Il Gip lo aveva definito “il volto imprenditoriale” del clan Cappello, dando conferma sulle capacità della mafia di servirsi di affidabili e insospettabili imprenditori per il raggiungimento dei propri illeciti obiettivi. L’operazione della Dia di Catania conduce alla confisca di beni per circa 18 milioni di euro in una vicenda che lega la raccolta rifiuti alla mafia attraverso un insospettabile imprenditore (deceduto).
L’imprenditore legato al clan Cappello tra operazione “Piazza Pulita” e “Gorgoni”
L’operazione della Dia di Catania verte su un uomo vicino ai clan Trigila e Cappello. L’imprenditore, nel 2017 era stato arrestato nell’ambito dell’operazione di polizia denominata “Piazza Pulita“, ritenuto responsabile dei reati di tentata estorsione aggravata e danneggiamento aggravati dal metodo e dalle modalità mafiose (clan Trigila), commessi nei confronti di una società che gestiva il servizio di raccolta rifiuti a Noto.
L’anno successivo, nel 2018, l’imprenditore è stato arrestato dalla Dia di Catania nell’ambito dell’operazione “Gorgoni”, stavolta ritenuto responsabile di aver preso parte all’associazione mafiosa, per concorso in corruzione e in turbativa d’asta ed intestazione fittizia di beni, reati tutti aggravati per averli commessi con il metodo e le modalità mafiose (clan Cappello).

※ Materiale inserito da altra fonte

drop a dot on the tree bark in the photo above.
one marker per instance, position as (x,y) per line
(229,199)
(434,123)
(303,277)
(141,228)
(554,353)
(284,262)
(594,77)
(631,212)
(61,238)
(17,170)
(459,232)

La confisca dei beni e la decisione del Tribunale su di essi
I beni per 18 milioni di euro sono stati confiscati dalla Dia di Catania agli eredi dell’imprenditore, nel mentre deceduto nel 2018. Quest’ultimo operava nel settore della raccolta di rifiuti solidi urbani ed è ritenuto contiguo alla criminalità organizzata. Nel dettaglio, sono due le aziende adesso amministrate dal Tribunale, tramite un amministratore giudiziario appositamente nominato, oltre a unità immobiliari, un autoveicolo e rapporti bancari e finanziari.
Il Gip lo aveva definito “il volto imprenditoriale” del clan Cappello,
Il Gip lo definì in passato “volto imprenditoriale” del clan, dando conferma sulle capacità della mafia di servirsi di affidabili e insospettabili imprenditori per il raggiungimento dei propri illeciti obiettivi. Sembrerebbe che il catanese abbia creato un impero economico sospinto dal vento della criminalità organizzata. Un probabile reciproco vantaggio in cui l’imprenditore riceveva “protezione” riuscendo tra le altre cose a ottenere l’affidamento d’importanti appalti pubblici, con un presunto ritorno economico al clan mafioso.
L’autorità giudiziaria sottolineava come l’imprenditore catanese «Fosse progressivamente assurto al rango di esponente di spicco del clan “Cappello” proprio per il suo ruolo e nell’esercizio della sua attività di imprenditore attivo nel settore della raccolta e gestione dei rifiuti».